PUC-PR Saúde - Pontifícia Universidade Católica do Paraná — Prova 2018
Marta é uma mulher transgênero de 47 anos, que deseja fazer seus exames de rotina na unidade de saúde. Ela é casada com uma mulher há 20 anos e não tem relações extraconjugais. Faz uso diário de hormonioterapia prescrita por colega há alguns anos e aguarda cirurgia para readequação de sexo. Marta também acha que está com a pressão alta, pois sente cefaleia eventual na região occipital. Sobre o atendimento prestado a Marta, analise a assertiva a seguir, marcando CERTO para verdadeiro/correto e ERRADO para falso/incorreto. O capítulo II da lei 8080 de 1990 trata do princípio da igualdade, afirmando que todos devem ser atendidos sem preconceitos ou privilégios de qualquer espécie.

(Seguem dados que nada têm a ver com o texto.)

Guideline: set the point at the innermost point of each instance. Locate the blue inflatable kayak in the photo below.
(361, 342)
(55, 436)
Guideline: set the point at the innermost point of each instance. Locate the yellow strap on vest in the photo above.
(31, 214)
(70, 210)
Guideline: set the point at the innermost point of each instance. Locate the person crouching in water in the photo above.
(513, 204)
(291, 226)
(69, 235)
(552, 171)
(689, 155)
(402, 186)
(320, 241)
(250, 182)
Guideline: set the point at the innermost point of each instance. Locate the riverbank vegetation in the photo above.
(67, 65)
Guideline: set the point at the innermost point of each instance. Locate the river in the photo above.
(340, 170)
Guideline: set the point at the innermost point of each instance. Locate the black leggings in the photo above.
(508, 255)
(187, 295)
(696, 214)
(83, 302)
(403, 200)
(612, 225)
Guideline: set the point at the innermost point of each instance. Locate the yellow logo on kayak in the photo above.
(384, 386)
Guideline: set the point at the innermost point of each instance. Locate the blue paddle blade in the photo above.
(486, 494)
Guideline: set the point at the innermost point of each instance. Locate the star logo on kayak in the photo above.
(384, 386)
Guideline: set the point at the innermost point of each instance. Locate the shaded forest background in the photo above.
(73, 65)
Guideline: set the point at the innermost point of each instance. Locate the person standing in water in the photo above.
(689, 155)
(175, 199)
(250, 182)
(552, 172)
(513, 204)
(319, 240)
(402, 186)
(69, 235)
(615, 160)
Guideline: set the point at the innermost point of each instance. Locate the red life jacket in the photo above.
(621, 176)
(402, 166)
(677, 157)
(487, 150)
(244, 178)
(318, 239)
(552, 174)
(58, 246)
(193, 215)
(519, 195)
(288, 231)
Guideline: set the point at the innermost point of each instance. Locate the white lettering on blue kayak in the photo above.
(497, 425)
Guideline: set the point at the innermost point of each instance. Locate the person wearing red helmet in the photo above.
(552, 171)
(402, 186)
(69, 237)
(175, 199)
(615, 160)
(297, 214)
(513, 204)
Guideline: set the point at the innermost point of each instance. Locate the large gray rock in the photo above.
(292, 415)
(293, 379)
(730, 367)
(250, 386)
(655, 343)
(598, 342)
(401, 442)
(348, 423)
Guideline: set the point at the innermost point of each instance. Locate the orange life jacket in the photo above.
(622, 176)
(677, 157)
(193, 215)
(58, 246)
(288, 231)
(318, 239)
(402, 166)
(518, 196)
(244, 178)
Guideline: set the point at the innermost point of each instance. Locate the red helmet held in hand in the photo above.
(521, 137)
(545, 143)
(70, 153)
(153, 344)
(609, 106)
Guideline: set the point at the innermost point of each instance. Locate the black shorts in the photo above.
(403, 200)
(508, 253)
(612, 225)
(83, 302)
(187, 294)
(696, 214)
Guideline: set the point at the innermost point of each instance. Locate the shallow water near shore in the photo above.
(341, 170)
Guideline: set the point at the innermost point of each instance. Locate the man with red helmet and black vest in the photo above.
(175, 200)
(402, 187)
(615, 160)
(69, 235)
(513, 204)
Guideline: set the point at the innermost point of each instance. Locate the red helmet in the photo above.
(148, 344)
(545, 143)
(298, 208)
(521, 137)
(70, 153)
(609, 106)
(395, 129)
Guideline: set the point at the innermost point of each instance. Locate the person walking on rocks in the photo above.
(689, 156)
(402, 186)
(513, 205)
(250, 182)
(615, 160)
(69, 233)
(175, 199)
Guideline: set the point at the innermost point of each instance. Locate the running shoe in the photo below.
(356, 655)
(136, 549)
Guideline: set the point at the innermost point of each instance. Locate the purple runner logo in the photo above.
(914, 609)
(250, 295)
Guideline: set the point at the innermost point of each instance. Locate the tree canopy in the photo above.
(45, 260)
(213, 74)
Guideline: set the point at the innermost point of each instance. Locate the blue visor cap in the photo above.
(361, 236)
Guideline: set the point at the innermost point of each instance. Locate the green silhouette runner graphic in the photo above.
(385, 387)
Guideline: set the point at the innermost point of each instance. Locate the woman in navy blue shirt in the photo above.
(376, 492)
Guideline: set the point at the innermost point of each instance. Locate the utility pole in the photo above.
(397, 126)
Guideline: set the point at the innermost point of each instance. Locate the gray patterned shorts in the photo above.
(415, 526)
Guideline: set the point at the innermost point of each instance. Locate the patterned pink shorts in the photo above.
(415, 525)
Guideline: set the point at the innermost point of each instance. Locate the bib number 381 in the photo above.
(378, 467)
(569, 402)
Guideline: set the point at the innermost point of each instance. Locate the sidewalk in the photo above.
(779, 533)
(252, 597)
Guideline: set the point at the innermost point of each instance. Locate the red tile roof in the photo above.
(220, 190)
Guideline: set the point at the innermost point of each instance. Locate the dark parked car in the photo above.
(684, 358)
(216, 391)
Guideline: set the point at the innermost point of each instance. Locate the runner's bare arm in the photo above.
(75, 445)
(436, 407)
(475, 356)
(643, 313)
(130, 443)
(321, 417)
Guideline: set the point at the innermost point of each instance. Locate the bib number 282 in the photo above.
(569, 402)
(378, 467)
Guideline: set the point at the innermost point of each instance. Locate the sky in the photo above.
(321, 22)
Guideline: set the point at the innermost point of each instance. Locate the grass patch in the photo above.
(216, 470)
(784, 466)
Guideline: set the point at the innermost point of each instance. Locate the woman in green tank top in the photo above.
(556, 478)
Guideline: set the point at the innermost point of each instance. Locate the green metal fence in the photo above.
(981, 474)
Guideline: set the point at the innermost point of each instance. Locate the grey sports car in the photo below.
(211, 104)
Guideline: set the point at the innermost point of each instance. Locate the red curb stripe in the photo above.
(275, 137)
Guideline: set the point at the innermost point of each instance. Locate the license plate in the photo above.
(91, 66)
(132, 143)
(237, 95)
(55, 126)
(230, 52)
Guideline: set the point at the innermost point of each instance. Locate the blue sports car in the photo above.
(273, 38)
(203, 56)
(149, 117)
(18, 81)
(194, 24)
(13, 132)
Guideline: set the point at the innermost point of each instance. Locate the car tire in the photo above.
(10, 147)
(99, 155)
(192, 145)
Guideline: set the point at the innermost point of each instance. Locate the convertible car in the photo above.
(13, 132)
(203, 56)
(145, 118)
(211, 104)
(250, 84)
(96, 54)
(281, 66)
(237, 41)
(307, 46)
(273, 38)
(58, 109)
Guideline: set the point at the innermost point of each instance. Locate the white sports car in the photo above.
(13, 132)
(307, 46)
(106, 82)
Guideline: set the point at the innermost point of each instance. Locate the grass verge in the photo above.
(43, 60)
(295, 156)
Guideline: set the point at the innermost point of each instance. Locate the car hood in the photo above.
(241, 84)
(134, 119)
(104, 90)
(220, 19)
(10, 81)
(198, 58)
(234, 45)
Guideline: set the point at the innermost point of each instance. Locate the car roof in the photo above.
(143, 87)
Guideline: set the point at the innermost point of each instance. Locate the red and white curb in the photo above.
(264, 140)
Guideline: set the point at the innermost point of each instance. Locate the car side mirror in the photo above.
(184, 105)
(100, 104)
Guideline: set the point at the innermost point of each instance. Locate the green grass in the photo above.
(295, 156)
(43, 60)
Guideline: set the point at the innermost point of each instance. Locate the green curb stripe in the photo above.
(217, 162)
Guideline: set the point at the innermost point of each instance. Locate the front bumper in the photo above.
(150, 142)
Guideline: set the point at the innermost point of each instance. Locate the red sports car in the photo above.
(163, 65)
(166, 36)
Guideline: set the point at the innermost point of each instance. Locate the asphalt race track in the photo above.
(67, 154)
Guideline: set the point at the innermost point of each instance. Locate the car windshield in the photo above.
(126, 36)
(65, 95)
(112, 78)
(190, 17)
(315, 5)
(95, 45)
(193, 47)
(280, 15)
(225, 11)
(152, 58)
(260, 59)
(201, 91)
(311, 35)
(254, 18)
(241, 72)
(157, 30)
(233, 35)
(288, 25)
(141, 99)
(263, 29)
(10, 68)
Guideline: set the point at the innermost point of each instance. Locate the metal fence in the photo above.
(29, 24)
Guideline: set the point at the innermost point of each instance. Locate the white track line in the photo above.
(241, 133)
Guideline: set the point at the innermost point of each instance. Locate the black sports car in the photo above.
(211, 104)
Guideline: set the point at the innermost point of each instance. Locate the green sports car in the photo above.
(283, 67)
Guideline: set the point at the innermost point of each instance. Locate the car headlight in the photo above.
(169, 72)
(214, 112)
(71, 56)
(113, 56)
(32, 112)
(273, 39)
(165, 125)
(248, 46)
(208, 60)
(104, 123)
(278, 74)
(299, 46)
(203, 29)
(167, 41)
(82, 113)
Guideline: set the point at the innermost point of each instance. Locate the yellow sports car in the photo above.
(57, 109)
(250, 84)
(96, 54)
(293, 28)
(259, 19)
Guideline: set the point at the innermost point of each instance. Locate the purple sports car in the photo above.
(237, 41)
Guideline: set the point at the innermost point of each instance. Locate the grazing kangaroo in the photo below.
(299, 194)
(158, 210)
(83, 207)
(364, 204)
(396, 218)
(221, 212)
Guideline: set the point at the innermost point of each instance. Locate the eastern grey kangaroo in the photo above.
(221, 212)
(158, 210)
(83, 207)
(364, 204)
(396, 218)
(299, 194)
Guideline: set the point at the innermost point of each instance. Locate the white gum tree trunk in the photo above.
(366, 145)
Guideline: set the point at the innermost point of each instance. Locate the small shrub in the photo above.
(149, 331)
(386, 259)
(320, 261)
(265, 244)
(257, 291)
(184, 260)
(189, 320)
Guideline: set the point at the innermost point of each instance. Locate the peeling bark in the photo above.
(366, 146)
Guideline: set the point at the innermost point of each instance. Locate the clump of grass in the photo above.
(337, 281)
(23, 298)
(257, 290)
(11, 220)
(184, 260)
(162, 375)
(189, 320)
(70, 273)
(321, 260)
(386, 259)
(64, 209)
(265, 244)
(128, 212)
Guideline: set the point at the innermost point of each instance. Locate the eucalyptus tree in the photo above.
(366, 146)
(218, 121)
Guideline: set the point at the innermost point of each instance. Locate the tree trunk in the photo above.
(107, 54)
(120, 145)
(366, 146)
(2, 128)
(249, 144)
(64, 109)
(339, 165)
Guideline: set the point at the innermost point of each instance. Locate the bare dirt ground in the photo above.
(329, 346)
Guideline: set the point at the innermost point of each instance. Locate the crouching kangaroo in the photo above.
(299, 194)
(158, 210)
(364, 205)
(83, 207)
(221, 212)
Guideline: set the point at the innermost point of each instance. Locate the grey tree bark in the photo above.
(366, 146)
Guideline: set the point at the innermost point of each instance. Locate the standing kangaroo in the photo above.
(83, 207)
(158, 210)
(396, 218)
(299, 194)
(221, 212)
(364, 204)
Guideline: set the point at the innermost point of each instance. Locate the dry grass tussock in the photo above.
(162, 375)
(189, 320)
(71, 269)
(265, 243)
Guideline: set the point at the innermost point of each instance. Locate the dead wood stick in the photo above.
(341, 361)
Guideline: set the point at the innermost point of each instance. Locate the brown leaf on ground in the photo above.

Lei 8080/90 Art. 7º IV: Igualdade na assistência à saúde, sem preconceitos ou privilégios de qualquer espécie.
A Lei Orgânica da Saúde garante o acesso universal e igualitário, proibindo qualquer forma de discriminação, incluindo identidade de gênero, no âmbito do SUS.
A Lei 8080/1990 é o pilar jurídico fundamental do Sistema Único de Saúde (SUS). O Artigo 7º detalha os princípios que regem o sistema, sendo a igualdade um dos mais citados em provas de residência. Na prática clínica, isso se traduz em um atendimento humanizado e livre de estigma, essencial para populações vulnerabilizadas. Para pacientes transgênero, a manutenção do vínculo e o respeito à identidade são fundamentais para a adesão ao tratamento de condições crônicas, como a hipertensão mencionada no caso clínico. O médico deve estar atento às especificidades da hormonioterapia e aos riscos cardiovasculares associados, sem que a identidade de gênero se torne uma barreira para o acesso à saúde básica.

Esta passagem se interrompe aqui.